A Agência Nacional de Petróleo, Gás Natural e Biocombustíveis (ANP) decidiu suspender processos de decisões de regulação do setor para dedicar todo seu foco às medidas para mitigar os efeitos da guerra dos EUA e de Israel contra o Irã sobre o mercado nacional de combustíveis. O diretor-geral Artur Watt Neto falou em cobertor curto ao justificar a decisão nesta sexta-feira.

Em boa parte das ações lançadas pelo governo federal desde março, logo nas primeiras semanas do conflito, que fez disparar as cotações internacionais do petróleo e do gás, a ANP atua.

São o caso da fiscalização de preços abusivos nos postos de combustíveis e do monitoramento, contabilização e pagamento de subvenções a fabricantes, distribuidores e importadores de óleo diesel e gasolina.

É necessário esse foco total nas atividades essenciais para este momento de crise que se estende no Oriente Médio, com impacto em todos os países afirmou Watt Neto, diretor-geral da ANP, durante a reunião de diretoria da agência realizada na manhã desta sexta-feira.

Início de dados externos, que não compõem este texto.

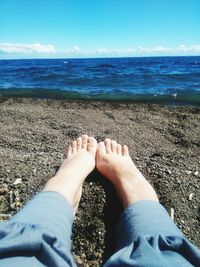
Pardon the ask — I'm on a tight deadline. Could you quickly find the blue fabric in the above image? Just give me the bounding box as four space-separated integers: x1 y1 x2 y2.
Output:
0 192 200 267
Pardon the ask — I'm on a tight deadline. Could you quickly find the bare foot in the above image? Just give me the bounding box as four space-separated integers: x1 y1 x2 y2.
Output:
96 139 158 208
44 135 97 214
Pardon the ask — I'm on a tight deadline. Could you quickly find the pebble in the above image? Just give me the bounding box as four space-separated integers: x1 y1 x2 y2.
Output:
167 169 172 174
0 184 8 195
170 208 174 221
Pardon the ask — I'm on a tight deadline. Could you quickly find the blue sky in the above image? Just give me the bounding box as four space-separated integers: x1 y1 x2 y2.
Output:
0 0 200 58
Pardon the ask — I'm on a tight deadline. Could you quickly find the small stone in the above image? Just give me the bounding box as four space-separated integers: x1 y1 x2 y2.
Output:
13 178 22 185
0 184 8 195
189 193 194 200
170 208 174 221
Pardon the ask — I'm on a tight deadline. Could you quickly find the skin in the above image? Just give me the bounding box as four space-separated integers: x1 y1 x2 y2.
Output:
44 135 158 214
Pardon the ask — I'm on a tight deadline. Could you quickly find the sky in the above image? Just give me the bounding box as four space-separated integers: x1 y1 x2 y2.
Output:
0 0 200 59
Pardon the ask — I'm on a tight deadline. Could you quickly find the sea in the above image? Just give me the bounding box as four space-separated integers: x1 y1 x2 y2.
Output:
0 56 200 106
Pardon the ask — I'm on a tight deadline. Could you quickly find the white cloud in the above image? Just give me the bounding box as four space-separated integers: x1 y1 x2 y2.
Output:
0 43 200 58
0 43 56 54
66 44 200 56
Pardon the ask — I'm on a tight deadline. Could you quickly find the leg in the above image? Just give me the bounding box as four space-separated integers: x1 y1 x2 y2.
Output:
96 139 200 267
96 139 158 208
44 135 97 214
0 135 97 267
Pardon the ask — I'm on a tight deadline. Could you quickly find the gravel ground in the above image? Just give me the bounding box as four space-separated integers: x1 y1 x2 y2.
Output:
0 98 200 266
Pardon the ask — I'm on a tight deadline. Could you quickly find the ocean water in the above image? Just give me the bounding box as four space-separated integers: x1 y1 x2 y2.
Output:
0 56 200 105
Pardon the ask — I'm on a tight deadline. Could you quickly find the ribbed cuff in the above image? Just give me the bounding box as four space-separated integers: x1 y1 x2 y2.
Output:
117 200 183 249
11 191 73 246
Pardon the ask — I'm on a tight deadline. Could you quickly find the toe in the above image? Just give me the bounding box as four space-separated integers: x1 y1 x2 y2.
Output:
87 137 97 155
122 145 129 156
76 137 82 150
116 144 122 155
111 140 117 153
105 138 111 153
72 141 77 154
97 142 106 154
82 134 88 149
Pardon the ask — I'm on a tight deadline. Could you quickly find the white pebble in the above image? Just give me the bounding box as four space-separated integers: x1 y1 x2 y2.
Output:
189 193 194 200
13 178 22 185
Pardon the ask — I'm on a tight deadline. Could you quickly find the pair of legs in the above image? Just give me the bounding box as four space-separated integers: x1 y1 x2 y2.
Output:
44 135 158 214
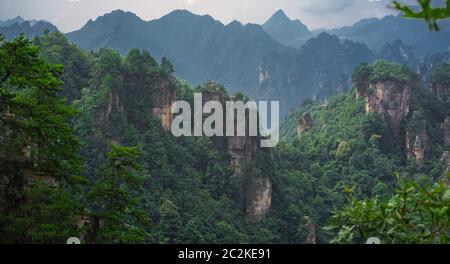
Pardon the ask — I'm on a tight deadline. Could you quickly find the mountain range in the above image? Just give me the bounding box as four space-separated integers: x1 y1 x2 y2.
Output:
0 16 58 39
0 10 450 115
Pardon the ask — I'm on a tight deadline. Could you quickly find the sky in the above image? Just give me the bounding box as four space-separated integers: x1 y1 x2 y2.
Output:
0 0 413 32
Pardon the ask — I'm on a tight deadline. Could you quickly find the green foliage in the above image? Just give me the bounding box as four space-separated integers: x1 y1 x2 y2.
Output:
327 175 450 244
89 145 148 243
0 36 80 180
430 63 450 87
5 181 82 244
393 0 450 31
161 57 175 74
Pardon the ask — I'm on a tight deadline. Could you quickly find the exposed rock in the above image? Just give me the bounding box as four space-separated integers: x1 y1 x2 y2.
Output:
431 82 450 99
297 112 312 136
357 81 411 135
94 91 120 128
246 176 272 221
150 80 176 131
444 118 450 147
202 81 272 221
305 216 317 245
0 159 27 215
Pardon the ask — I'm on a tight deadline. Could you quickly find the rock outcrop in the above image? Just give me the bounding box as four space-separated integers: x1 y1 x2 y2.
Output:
201 81 272 221
297 112 312 136
357 81 411 135
304 216 317 245
431 81 450 99
444 118 450 147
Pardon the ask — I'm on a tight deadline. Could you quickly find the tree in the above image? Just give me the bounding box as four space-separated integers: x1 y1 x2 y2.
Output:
393 0 450 31
161 57 175 74
90 144 148 243
158 199 182 244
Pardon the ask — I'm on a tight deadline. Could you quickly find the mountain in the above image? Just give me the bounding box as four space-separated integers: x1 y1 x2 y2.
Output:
67 10 382 114
250 33 376 116
67 10 288 94
0 16 58 39
326 15 450 57
262 9 314 48
0 16 25 27
378 39 419 70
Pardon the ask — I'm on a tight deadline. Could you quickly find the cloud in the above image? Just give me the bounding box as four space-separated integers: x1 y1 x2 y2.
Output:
300 0 354 15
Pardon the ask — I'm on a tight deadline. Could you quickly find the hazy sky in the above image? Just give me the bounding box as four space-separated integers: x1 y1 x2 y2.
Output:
0 0 411 32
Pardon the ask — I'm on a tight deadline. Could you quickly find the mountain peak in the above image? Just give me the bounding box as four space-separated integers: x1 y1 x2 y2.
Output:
269 9 291 21
0 16 25 27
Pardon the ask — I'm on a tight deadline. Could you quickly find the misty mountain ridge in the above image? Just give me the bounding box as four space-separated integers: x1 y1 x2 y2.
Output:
262 9 314 48
0 16 58 39
0 10 450 114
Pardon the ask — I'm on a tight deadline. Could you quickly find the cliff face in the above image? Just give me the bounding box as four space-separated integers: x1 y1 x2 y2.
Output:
202 82 272 221
357 81 411 135
297 113 312 136
406 129 430 161
444 118 450 147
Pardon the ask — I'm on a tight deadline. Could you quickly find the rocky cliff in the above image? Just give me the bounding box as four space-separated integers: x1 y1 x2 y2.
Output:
406 129 430 161
297 113 312 136
196 82 272 221
444 118 450 147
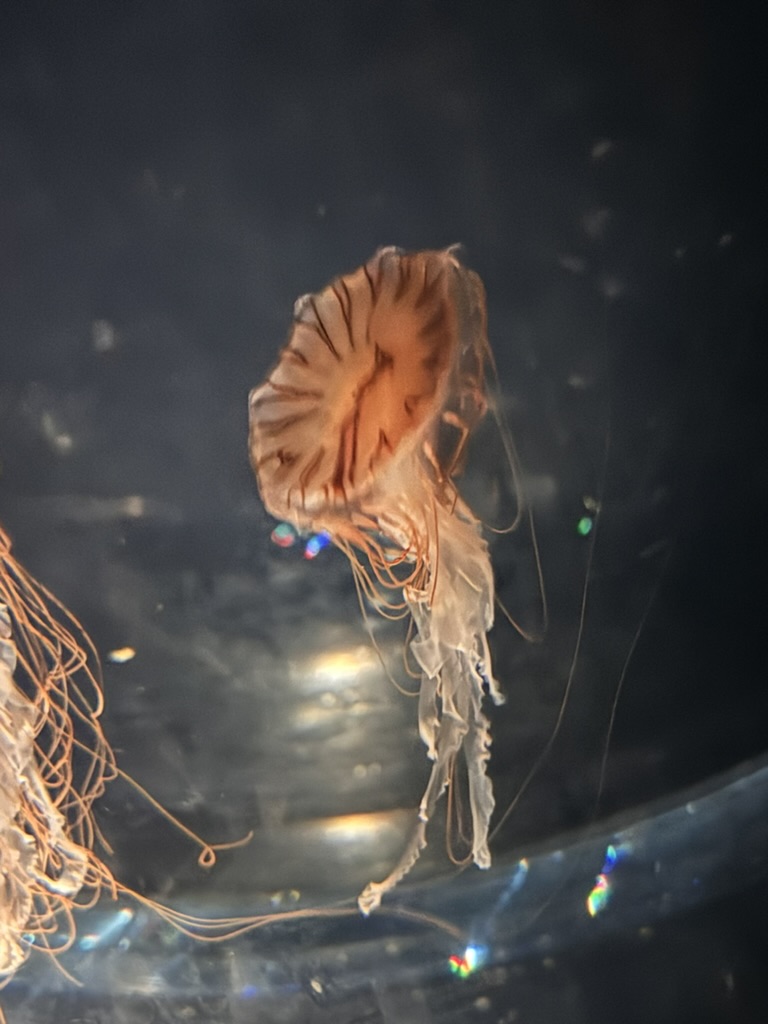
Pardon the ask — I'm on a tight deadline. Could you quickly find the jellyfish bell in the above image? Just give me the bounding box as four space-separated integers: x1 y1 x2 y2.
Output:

Foi o próprio Watt Neto quem propôs, e colocou em votação na reunião, a proposta de sobrestamento temporário de ações da Agenda Regulatória 2025-2026 e a alocação emergencial de pessoal para as áreas que cuidam de fiscalização de preços e abastecimento.

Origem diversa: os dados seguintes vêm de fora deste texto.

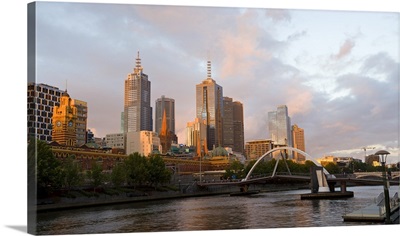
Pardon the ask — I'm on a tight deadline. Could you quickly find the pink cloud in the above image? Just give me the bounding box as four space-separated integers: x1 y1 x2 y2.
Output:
331 39 355 60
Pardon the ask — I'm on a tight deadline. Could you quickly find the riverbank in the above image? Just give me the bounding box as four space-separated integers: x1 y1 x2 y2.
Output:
34 184 308 213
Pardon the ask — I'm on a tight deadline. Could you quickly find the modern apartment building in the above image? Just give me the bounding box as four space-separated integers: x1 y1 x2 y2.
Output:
196 61 223 150
106 133 125 149
268 105 292 147
186 118 208 157
72 99 88 146
154 95 175 134
27 83 64 142
245 139 274 160
292 124 306 163
222 97 244 154
52 91 78 146
123 52 153 133
125 130 161 157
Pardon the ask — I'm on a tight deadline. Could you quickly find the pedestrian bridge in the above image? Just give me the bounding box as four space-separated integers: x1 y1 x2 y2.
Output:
197 147 399 193
352 171 400 180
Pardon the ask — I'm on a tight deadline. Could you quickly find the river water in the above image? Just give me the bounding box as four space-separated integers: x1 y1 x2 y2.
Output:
38 186 399 235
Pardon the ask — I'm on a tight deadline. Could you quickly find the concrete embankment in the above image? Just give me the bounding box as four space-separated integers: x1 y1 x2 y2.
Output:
34 185 306 213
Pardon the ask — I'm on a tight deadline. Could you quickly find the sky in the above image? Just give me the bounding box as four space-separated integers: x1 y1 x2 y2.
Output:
32 2 400 160
0 0 400 235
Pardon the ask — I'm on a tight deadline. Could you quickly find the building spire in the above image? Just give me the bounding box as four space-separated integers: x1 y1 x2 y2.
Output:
136 51 142 68
207 60 211 79
134 51 143 75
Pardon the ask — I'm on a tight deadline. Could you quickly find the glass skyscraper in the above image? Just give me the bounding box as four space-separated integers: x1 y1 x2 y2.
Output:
123 52 153 133
268 105 292 147
196 61 223 150
154 96 175 134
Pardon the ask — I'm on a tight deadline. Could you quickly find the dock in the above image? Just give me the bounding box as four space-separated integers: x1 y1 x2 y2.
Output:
343 204 399 222
300 191 354 200
343 193 400 222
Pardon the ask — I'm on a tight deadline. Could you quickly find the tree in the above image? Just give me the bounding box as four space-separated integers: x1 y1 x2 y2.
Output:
111 164 126 188
63 156 83 190
88 161 104 191
28 138 62 195
148 154 172 189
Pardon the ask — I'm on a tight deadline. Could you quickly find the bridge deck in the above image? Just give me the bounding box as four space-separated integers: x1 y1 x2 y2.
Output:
343 204 399 222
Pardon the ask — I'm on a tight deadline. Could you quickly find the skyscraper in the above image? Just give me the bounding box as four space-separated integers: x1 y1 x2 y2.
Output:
71 99 88 146
124 52 153 133
268 105 292 147
222 97 244 154
196 61 223 150
186 118 208 157
27 83 64 142
223 97 235 150
154 95 175 134
52 91 78 146
292 124 306 163
232 101 244 154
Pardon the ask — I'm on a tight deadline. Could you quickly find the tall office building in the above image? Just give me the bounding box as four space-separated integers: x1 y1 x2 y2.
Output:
71 99 88 146
232 101 244 154
123 52 153 133
196 61 223 150
52 91 78 146
268 105 292 147
222 97 234 150
154 95 175 134
222 97 244 154
186 118 208 157
27 83 64 142
292 124 306 163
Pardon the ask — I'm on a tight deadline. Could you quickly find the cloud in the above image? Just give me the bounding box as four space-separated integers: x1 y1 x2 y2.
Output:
265 9 292 22
331 39 356 60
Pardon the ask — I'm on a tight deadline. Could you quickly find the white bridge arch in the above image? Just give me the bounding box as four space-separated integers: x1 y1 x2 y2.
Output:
244 147 329 181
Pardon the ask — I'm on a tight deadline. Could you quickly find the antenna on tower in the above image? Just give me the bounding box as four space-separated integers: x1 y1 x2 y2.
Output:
207 51 211 79
136 51 141 68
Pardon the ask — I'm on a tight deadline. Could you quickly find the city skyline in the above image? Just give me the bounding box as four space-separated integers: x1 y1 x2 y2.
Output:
32 0 399 162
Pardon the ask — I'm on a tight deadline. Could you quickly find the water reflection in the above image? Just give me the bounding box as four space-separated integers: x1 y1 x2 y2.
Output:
38 186 398 234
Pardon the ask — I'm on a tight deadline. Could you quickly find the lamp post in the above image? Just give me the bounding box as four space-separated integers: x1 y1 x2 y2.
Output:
375 150 391 224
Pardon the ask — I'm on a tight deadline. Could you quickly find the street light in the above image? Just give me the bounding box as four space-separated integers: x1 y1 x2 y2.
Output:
375 150 391 224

A proposta foi articulada com os demais diretores. Por isso, todos votaram a favor, e a suspensão das ações de regulação foi aprovada por unanimidade. Além de Watt Neto, os quatro outros membros da diretoria defenderam a decisão em suas falas na reunião.

O diretor Pietro Mendes lembrou de ocasião anterior em que o governo adotou medida de subvenção ao óleo diesel, em 2018, por ocasião da greve de caminhoneiros em maio daquele ano.

Segundo Mendes, que era assessor da diretoria-geral da ANP na época, foi necessária também a alocação de pessoas nessas áreas, de forma transitória, para ganhar agilidade no pagamento da subvenção.

Com a decisão, fica adiada por prazo indefinido o processo de mudanças nas regras mercado de gás de botijão (GLP). Um dos temas regulatórios que seria apreciado na reunião de diretoria desta sexta-feira era a minuta de uma nova resolução da ANP com essas regras, que seria então colocada em consulta pública, para então fazer as modificações.

Essa minuta previa alterações na comercialização e distribuição do GLP, com a possibilidade de venda fracionada e o fim das marcas nos botijões. As mudanças são vistas com preocupação pelo Ministério de Minas e Energia (MME) e por especialistas, que veem risco de menor segurança ao consumidor, estímulo à falsificação e sonegação.